Simulating the Outer Solar System

Data

The chosen units are masses relative to the sun, meaning the sun has mass $1$. We have taken $m_0 = 1.00000597682$ to take account of the inner planets. Distances are in astronomical units, times in earth days, and the gravitational constant is thus $G = 2.95912208286 \cdot 10^{-4}$.

The data is taken from the book “Geometric Numerical Integration” by E. Hairer, C. Lubich and G. Wanner.
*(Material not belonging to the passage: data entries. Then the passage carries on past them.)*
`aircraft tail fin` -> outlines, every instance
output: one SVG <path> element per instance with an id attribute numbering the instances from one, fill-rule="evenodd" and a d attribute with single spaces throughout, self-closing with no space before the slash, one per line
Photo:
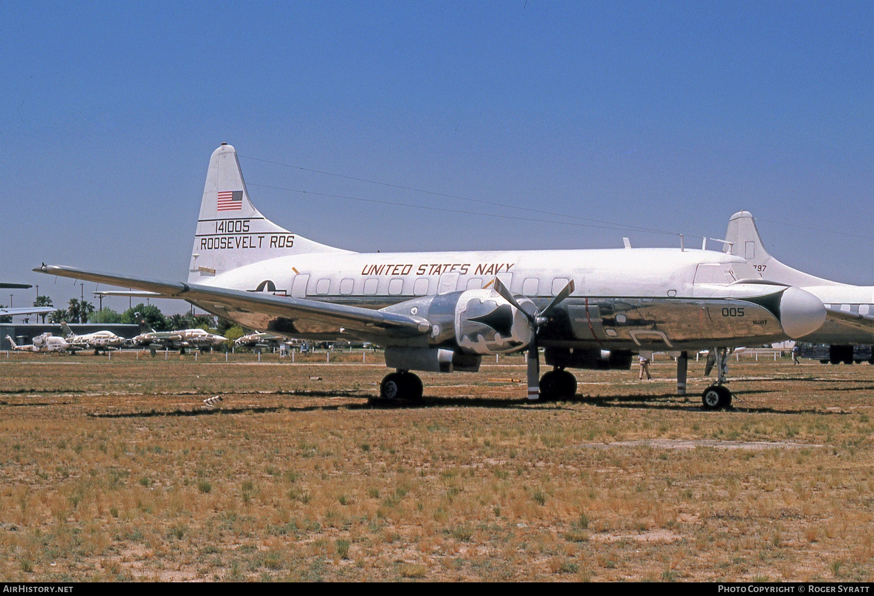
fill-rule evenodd
<path id="1" fill-rule="evenodd" d="M 294 234 L 273 223 L 249 198 L 237 151 L 222 143 L 212 152 L 188 281 L 210 278 L 267 259 L 306 253 L 349 253 Z"/>
<path id="2" fill-rule="evenodd" d="M 725 239 L 732 244 L 723 247 L 724 253 L 743 257 L 751 264 L 760 265 L 771 258 L 762 244 L 753 213 L 749 211 L 738 211 L 729 218 Z"/>
<path id="3" fill-rule="evenodd" d="M 749 211 L 738 211 L 729 218 L 725 239 L 731 244 L 726 244 L 723 252 L 746 259 L 762 279 L 802 288 L 841 285 L 794 269 L 768 254 L 759 235 L 755 219 Z"/>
using Plots, OrdinaryDiffEq, ModelingToolkit
gr()

G = 2.95912208286e-4
M = [
    1.00000597682,
    0.000954786104043,
    0.000285583733151,
    0.0000437273164546,
    0.0000517759138449,
    1 / 1.3e8
]
planets = ["Sun", "Jupiter", "Saturn", "Uranus", "Neptune", "Pluto"]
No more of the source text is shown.